Nel mio libro Turpia. Sociologia del turpiloquio e della bestemmia, osservavo come sia possibile tracciare, nel tempo, le coordinate sociologiche di chi bestemmia, come, quando e dove. Ad esempio, una delle acquisizioni più note, ma per nulla scontate, della ricerca in argomento è che gli uomini dicono più parolacce e bestemmiano più delle donne. Questo dato ha a che vedere con la maggiore pressione sociale che tradizionalmente ha pesato sulle donne e sul fatto che, storicamente, il linguaggio delle donne è stato soggetto a un numero di interdetti superiore rispetto a quello degli uomini. In tempi recenti le cose sono cambiate: tra le conquiste del movimento femminista vi è anche l’accesso a “quote espressive” un tempo negate, tra cui le stesse parolacce.
Anche nel passato, però, si conoscono classi e ambienti sociali in cui alle donne era riconosciuto, seppure non sempre in maniera lineare, la facoltà di turpiloquiare. Lo testimonia il seguente brano, tratto dal libro dello storico Ariel Toaff, Pasque di sangue, e relativo alle comunità ebree ashkenazite del XVI secolo.
Anche le donne sembra avessero il loro ruolo, e non secondario, nel rituale degli insulti. La loro calorosa partecipazione alle ingiurie verbali e gestuali durante le funzioni sinagogali era a tutti nota e non destava sorpresa alcuna. Il rabbino Azriel Diena, in un responso rituale inviato ai capi della comunità ebraica di Modena nel mese di novembre del 1534, censurava le pessime abitudini delle donne che in sinagoga, nei sabati e nelle festività, “quando arrivava il solenne momento in cui venivano estratti dall’Arca santa i rotoli della Torah, come imbestialite si levavano a lanciare bestemmie e maledizioni all’indirizzo di coloro che avevano in odio”. Beniamin Slonik, rabbino di Grodno nel Granducato di Lituania, nel suo manuale per l’onesto comportamento muliebre nelle comunità ashkenazite, più volte tradotto in italiano, provava a spiegare la predisposizione delle donne a imprecare e scagliare anatemi a ogni pie’ sospinto per insegnar loro a correggersi e a raffreddare i bollenti ardori.
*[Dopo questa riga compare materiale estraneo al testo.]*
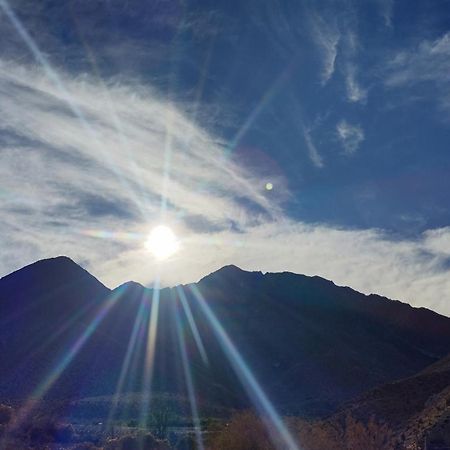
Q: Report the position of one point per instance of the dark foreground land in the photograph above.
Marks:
(344, 370)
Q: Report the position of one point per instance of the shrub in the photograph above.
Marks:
(138, 442)
(245, 432)
(6, 413)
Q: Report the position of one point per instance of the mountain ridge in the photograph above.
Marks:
(312, 344)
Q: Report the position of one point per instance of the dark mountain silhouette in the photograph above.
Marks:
(311, 344)
(412, 413)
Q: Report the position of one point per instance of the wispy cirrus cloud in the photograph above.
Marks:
(313, 152)
(93, 192)
(355, 92)
(326, 35)
(429, 62)
(350, 135)
(387, 11)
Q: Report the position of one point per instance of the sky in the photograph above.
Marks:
(120, 115)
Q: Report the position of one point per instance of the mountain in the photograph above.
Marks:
(412, 413)
(312, 345)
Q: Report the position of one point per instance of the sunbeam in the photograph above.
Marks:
(57, 81)
(274, 422)
(131, 349)
(188, 378)
(192, 324)
(150, 353)
(68, 356)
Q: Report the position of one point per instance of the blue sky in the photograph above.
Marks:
(108, 106)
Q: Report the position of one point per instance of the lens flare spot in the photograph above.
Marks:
(162, 242)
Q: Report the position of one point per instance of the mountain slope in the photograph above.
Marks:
(311, 344)
(413, 413)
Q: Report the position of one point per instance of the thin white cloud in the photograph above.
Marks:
(93, 193)
(355, 92)
(313, 153)
(350, 136)
(387, 11)
(326, 35)
(429, 62)
(437, 241)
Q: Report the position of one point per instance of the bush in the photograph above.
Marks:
(139, 442)
(6, 413)
(245, 432)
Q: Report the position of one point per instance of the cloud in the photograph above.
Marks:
(92, 190)
(428, 63)
(326, 35)
(350, 136)
(437, 241)
(355, 92)
(314, 154)
(387, 11)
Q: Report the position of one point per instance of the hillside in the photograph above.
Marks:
(409, 414)
(311, 344)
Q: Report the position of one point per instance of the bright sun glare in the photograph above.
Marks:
(162, 242)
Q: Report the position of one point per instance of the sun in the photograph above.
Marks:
(162, 242)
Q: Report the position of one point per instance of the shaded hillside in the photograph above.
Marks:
(311, 344)
(410, 414)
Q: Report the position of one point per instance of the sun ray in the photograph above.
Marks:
(273, 421)
(69, 355)
(192, 324)
(189, 380)
(150, 353)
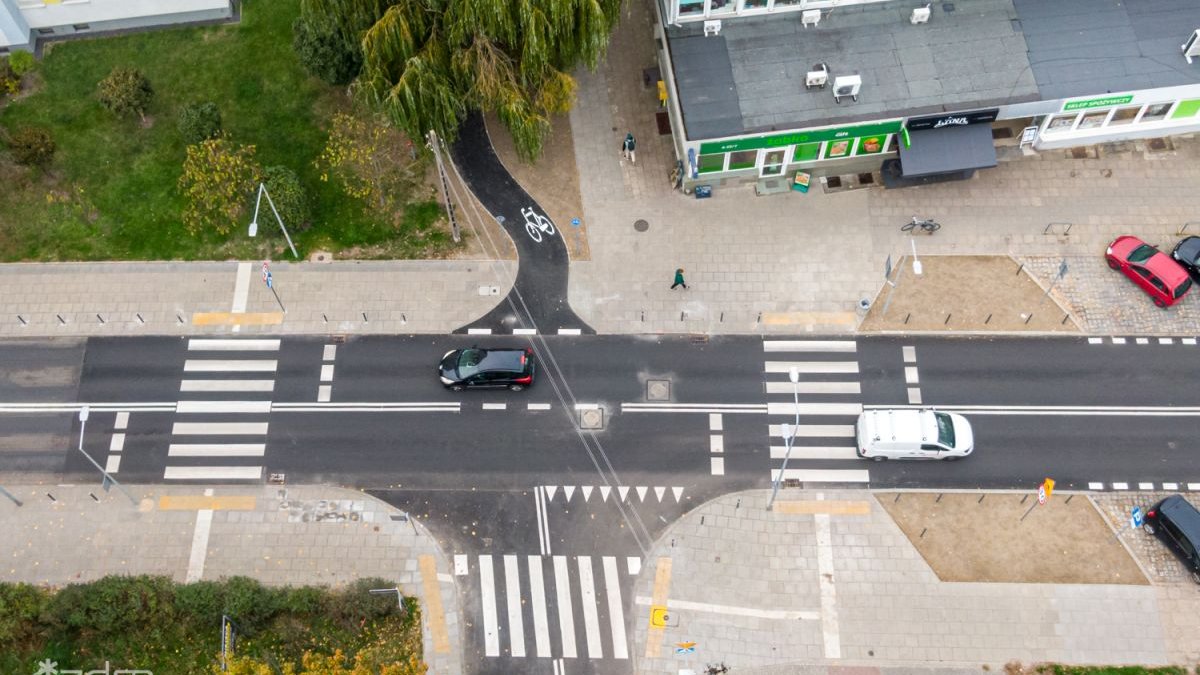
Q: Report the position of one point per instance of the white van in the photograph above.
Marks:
(913, 434)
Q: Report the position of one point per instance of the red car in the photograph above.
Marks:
(1159, 276)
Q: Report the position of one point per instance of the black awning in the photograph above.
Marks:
(948, 149)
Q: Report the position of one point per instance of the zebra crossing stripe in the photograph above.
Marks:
(565, 614)
(538, 596)
(513, 590)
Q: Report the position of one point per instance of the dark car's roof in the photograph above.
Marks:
(1183, 514)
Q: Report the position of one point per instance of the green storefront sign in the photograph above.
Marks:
(793, 138)
(1103, 102)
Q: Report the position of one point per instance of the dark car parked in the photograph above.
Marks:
(1187, 254)
(477, 369)
(1177, 524)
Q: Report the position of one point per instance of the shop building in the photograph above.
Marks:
(759, 89)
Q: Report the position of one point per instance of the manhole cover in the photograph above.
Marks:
(592, 418)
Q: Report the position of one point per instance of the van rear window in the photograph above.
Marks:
(945, 429)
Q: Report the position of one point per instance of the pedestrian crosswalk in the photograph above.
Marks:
(814, 398)
(219, 438)
(571, 605)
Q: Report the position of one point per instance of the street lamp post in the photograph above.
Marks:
(789, 430)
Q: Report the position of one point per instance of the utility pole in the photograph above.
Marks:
(443, 185)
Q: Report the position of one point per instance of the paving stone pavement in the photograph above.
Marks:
(769, 591)
(287, 536)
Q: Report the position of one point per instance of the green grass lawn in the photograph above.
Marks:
(112, 190)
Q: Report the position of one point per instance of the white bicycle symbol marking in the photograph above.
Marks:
(537, 225)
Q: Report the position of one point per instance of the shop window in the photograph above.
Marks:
(743, 159)
(1156, 112)
(1125, 115)
(708, 163)
(807, 153)
(1062, 123)
(1093, 119)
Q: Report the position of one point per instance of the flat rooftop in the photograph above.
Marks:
(971, 54)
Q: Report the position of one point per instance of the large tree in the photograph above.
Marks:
(429, 61)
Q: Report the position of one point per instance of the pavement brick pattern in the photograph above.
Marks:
(289, 536)
(755, 597)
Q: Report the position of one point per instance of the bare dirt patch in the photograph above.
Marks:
(553, 180)
(965, 293)
(966, 539)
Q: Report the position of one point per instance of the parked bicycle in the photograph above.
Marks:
(924, 225)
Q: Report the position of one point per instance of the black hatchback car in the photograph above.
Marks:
(1187, 254)
(477, 369)
(1177, 524)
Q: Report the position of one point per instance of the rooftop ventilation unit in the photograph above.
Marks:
(1192, 47)
(846, 85)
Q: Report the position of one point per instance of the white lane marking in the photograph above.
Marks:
(225, 345)
(199, 544)
(810, 452)
(829, 631)
(538, 598)
(213, 473)
(774, 614)
(616, 608)
(565, 614)
(811, 366)
(491, 623)
(219, 429)
(791, 408)
(216, 449)
(513, 590)
(223, 407)
(231, 365)
(808, 345)
(227, 386)
(816, 430)
(814, 388)
(823, 475)
(588, 599)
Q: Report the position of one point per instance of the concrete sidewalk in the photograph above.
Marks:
(771, 591)
(294, 536)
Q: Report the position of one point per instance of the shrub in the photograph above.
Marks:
(199, 121)
(324, 53)
(126, 90)
(217, 183)
(288, 196)
(31, 145)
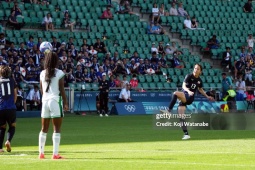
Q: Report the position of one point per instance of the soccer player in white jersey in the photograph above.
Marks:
(53, 94)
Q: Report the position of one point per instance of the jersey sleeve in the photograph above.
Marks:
(60, 74)
(187, 78)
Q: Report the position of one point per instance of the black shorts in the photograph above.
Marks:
(189, 99)
(8, 116)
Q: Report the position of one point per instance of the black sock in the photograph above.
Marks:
(2, 133)
(184, 127)
(172, 103)
(11, 133)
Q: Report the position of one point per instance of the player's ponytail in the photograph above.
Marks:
(50, 63)
(5, 71)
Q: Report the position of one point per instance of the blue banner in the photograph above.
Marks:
(152, 102)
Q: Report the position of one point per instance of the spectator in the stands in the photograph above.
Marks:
(250, 52)
(248, 6)
(117, 81)
(141, 67)
(187, 22)
(136, 57)
(92, 51)
(47, 22)
(133, 82)
(181, 11)
(12, 21)
(155, 13)
(11, 49)
(243, 52)
(173, 10)
(67, 21)
(239, 66)
(73, 52)
(160, 48)
(109, 2)
(70, 75)
(248, 72)
(2, 61)
(17, 11)
(34, 98)
(17, 76)
(226, 59)
(55, 44)
(30, 43)
(154, 48)
(250, 41)
(168, 49)
(213, 43)
(163, 61)
(37, 57)
(112, 82)
(194, 23)
(100, 46)
(176, 62)
(107, 14)
(115, 57)
(69, 43)
(154, 57)
(124, 7)
(100, 73)
(162, 11)
(78, 74)
(4, 43)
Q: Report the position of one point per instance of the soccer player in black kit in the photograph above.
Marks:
(191, 84)
(8, 97)
(103, 95)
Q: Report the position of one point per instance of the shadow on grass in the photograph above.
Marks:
(113, 129)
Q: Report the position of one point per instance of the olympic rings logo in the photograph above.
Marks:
(130, 108)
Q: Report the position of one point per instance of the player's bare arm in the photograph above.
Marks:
(201, 90)
(62, 92)
(184, 86)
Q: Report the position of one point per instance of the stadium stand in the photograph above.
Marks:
(126, 33)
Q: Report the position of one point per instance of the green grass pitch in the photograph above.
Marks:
(128, 142)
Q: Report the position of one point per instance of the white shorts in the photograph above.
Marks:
(52, 109)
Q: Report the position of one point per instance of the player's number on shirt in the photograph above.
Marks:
(193, 86)
(8, 89)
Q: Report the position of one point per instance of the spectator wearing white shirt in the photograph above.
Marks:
(125, 94)
(155, 13)
(173, 10)
(187, 22)
(240, 89)
(34, 99)
(250, 41)
(47, 21)
(153, 48)
(181, 10)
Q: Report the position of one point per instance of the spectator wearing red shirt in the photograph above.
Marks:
(117, 81)
(134, 81)
(107, 14)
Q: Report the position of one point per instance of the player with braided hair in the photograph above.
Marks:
(8, 97)
(53, 93)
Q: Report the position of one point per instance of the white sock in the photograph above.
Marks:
(42, 140)
(56, 142)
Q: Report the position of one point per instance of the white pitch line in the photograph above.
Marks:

Le donne, secondo il dotto lituano, andavano subito raffrenate “quando malediscono con kelatot (anatemi), che le donne sono molto use a questo, perché non si possono vendicar con altro per la loro debolezza, et mettono a biastemmare et maledisse (sic) altre persone che li hanno fatto qualche dispiacere (Toaff, A., 2007, Pasque di sangue, Il Mulino, Bologna, pp. 214-215).
Il brano è interessante non solo perché testimonia che anche le donne del XVI secolo bestemmiavano e maledivano, ma perché allude a una possibile spiegazione sociologica del fenomeno: dal momento che le donne della comunità ashkenazita non potevano agire o reagire fisicamente contro i loro bersagli, ricorrevano alla mala parola, sorta di succedaneo verbale della vendetta. Una spiegazione che paradossalmente potrebbe ribaltare il luogo comune dell’uomo che bestemmia più della donna. Perché se è vero che la donna è stata per lo più subalterna all’uomo nel corso della storia e nei vari ambiti sociali, potrebbe aver bestemmiato e turpiloquiato più di quanto pensiamo per compensare tale asimmetria fisica e sociale. Un aspetto poco studiato, questo, che varrebbe la pena approfondire, sebbene la ricerca non sia affatto facile.